# Fun way to spy on your fish!



## AnnaFish (Aug 9, 2006)

This is pretty much a no brainer if you know anything about light, but the idea came to me when I was trying to get a look at a nocturnal fish without disturbing him and it worked so well I thought I'd share.

What you need:
1. Flashlight app for iPhone/iPod touch
2. Red ceran wrap and a flash light
3. Etc

You can use a soft red light to play peepeing Tom on your skittish nocturnals! It's super satisfying.

Wee!


----------



## awilson0001 (Sep 2, 2010)

cool!


----------



## CoolCichlid (Feb 12, 2010)

Do you have a very shy fish? :lol: 
You may want to post here your spy video, I would like to see it. opcorn:


----------



## awilson0001 (Sep 2, 2010)

me too me too!

do it!  opcorn:


----------



## Dj823cichild (Mar 30, 2009)

That would be great to see!


----------



## AnnaFish (Aug 9, 2006)

My fish aren't shy, but I was leaving the lights off to help a fish settle but I still wanted to make sure he was doing okay.

I should get a video of that...


----------



## Rhinox (Sep 10, 2009)

Hey thanks for reminding me about this little trick. I have a droid and a flashlight app, and the app lets me adjust the flashlight color to red. I've been using it to spy on my newly aquired syno multipuncs. Works a bit, but I still feel like the fish know the light is there.


----------



## AnnaFish (Aug 9, 2006)

Oh they do.

But it doesn't frighten them, for whatever reason.


----------



## Chris2500DK (Feb 15, 2006)

And I assume a regular flashlight works just fine instead of an iGizmo


----------



## AnnaFish (Aug 9, 2006)

Yeah, with red cellophane on it.
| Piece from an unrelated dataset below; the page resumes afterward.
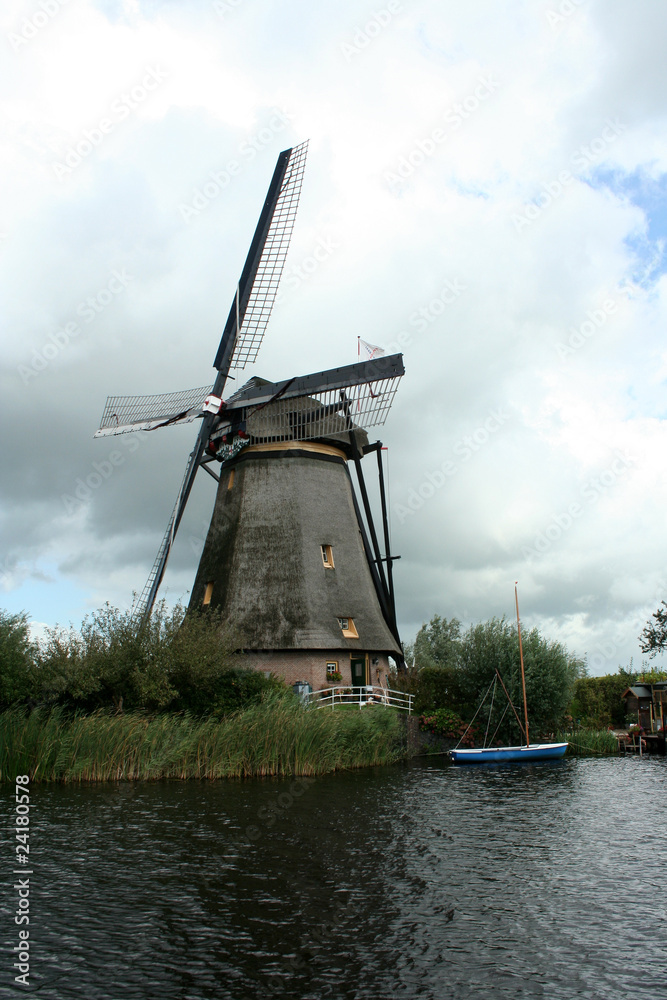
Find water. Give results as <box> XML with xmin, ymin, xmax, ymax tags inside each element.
<box><xmin>0</xmin><ymin>758</ymin><xmax>667</xmax><ymax>1000</ymax></box>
They don't like the white light.


----------



## iplaywithemotions (Dec 18, 2008)

Chris2500DK said:


> And I assume a regular flashlight works just fine instead of an iGizmo


My thoughts exactly, :lol:


----------



## John27 (Jun 6, 2010)

These days more people have iGizmo's around than they do flashlights with good batteries in them, lol.
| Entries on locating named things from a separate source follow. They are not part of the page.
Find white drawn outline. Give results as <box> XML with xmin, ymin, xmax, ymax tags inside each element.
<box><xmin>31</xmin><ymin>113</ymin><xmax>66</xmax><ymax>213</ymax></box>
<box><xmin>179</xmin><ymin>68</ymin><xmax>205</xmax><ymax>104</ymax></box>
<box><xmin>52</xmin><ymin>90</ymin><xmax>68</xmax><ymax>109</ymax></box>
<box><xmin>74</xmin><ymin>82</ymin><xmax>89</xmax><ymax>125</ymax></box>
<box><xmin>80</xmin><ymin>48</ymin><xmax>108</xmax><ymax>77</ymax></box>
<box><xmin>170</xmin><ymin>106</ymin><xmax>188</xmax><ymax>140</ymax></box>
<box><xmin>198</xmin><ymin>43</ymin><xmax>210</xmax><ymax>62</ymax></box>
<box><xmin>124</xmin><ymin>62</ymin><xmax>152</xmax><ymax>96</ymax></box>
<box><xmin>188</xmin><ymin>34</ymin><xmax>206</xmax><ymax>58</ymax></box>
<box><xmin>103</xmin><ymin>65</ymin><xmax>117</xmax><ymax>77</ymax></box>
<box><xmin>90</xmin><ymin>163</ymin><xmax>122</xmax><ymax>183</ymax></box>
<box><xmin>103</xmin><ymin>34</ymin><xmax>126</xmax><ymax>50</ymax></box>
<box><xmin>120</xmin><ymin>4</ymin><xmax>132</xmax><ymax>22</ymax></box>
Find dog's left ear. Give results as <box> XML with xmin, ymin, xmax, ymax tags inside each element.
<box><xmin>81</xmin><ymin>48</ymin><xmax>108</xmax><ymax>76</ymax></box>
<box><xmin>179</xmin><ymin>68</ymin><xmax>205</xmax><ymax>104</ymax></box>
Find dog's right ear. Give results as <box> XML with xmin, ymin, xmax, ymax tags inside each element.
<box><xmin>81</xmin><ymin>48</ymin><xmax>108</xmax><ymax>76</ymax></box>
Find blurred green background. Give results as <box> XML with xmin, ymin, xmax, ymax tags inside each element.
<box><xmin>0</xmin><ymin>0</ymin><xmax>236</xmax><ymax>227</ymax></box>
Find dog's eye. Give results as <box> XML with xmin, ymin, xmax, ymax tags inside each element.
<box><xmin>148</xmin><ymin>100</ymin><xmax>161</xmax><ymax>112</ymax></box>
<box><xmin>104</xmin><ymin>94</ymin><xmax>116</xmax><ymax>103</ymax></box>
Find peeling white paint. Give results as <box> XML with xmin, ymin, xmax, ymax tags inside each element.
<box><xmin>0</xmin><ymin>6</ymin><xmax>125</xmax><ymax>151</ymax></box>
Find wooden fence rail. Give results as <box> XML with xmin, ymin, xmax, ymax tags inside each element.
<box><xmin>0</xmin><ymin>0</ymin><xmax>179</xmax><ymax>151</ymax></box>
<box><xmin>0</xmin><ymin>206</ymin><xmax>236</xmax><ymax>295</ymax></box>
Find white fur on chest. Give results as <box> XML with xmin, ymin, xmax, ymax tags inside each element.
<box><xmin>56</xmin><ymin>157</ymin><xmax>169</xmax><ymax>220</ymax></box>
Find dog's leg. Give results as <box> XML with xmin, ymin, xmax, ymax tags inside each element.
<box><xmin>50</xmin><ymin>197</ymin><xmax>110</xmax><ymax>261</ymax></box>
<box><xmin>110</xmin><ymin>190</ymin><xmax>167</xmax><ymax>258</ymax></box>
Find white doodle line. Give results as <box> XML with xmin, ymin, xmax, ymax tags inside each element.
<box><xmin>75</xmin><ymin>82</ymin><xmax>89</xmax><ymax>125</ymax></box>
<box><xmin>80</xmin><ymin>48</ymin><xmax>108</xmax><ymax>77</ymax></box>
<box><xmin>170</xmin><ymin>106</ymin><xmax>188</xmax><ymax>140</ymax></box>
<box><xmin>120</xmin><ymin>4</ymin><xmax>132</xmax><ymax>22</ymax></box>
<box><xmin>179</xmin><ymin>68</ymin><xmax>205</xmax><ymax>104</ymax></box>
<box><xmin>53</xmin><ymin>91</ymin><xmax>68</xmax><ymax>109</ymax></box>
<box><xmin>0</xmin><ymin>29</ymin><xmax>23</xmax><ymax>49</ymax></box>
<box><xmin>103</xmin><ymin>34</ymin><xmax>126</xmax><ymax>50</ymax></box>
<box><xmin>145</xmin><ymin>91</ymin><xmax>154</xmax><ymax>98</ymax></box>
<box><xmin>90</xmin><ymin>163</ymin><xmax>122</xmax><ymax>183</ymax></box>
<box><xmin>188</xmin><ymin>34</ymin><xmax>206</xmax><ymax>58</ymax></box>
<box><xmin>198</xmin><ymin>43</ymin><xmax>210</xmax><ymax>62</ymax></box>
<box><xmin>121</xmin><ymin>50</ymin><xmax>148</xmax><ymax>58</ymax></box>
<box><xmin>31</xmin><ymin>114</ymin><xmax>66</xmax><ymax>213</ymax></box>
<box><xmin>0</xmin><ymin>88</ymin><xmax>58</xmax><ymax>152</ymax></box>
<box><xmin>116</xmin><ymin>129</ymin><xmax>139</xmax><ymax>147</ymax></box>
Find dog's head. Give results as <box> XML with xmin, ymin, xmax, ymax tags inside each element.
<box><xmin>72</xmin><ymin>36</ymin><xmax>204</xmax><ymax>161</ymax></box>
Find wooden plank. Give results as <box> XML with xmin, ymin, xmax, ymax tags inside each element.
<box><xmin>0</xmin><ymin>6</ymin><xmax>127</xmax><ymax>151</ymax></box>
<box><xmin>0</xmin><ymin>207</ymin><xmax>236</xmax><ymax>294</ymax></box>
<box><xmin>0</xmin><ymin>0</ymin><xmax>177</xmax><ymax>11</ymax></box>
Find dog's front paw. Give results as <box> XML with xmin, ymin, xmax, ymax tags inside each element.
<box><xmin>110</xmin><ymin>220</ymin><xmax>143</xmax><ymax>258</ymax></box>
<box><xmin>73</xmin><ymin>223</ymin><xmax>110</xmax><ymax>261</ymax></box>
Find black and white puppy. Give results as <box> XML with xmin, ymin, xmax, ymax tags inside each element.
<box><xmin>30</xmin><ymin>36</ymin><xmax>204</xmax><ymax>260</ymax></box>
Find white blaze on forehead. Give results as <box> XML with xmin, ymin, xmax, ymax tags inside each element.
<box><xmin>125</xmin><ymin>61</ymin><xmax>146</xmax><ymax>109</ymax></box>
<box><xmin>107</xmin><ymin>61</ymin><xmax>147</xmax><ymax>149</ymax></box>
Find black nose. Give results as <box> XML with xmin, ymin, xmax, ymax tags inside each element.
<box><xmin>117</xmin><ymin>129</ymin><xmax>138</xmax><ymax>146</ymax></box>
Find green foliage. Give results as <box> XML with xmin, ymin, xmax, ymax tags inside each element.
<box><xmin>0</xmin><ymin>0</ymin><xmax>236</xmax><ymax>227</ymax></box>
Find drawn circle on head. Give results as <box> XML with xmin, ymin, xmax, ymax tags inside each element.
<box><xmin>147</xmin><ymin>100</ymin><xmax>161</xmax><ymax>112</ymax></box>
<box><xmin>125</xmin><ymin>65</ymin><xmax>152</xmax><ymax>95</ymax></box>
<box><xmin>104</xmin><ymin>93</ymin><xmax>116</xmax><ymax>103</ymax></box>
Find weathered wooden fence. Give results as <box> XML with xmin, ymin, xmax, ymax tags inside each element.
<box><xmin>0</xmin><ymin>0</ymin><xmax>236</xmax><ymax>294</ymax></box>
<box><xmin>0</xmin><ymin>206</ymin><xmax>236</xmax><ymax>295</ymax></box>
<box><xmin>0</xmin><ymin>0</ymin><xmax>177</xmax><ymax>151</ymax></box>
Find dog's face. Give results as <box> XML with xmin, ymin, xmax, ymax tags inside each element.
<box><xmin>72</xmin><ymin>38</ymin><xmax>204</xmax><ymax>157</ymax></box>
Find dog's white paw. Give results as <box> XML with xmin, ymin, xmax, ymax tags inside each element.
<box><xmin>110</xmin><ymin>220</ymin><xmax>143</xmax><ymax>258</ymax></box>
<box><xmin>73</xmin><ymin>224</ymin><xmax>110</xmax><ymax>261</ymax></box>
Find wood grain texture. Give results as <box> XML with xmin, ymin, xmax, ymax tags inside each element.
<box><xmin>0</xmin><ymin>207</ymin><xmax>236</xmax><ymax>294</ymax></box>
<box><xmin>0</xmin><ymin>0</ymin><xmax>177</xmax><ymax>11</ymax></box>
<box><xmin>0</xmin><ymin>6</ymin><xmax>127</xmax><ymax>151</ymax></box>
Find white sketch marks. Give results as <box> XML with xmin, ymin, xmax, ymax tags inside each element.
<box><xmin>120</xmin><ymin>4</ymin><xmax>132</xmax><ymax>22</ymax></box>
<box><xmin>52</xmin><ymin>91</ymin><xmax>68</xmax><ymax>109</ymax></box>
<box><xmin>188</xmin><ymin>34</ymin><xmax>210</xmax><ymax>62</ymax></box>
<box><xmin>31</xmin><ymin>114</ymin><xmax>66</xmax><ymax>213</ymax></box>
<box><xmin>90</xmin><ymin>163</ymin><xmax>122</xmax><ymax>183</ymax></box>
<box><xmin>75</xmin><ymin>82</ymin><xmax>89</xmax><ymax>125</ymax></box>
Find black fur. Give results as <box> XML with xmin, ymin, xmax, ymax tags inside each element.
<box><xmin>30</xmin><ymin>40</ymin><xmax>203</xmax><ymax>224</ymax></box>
Apple could sell ice to an eskimo, and convince them that their ice is better than everyone elses better featured, higher build quality, lower priced ice.

-John


----------



## iplaywithemotions (Dec 18, 2008)

John27 said:


> These days more people have iGizmo's around than they do flashlights with good batteries in them, lol.
> 
> Apple could sell ice to an eskimo, and convince them that their ice is better than everyone elses better featured, higher build quality, lower priced ice.
> 
> -John


Ain't that the truth! Who needs a flashlight when you have an iPhone with a flashlight ap? :lol:


----------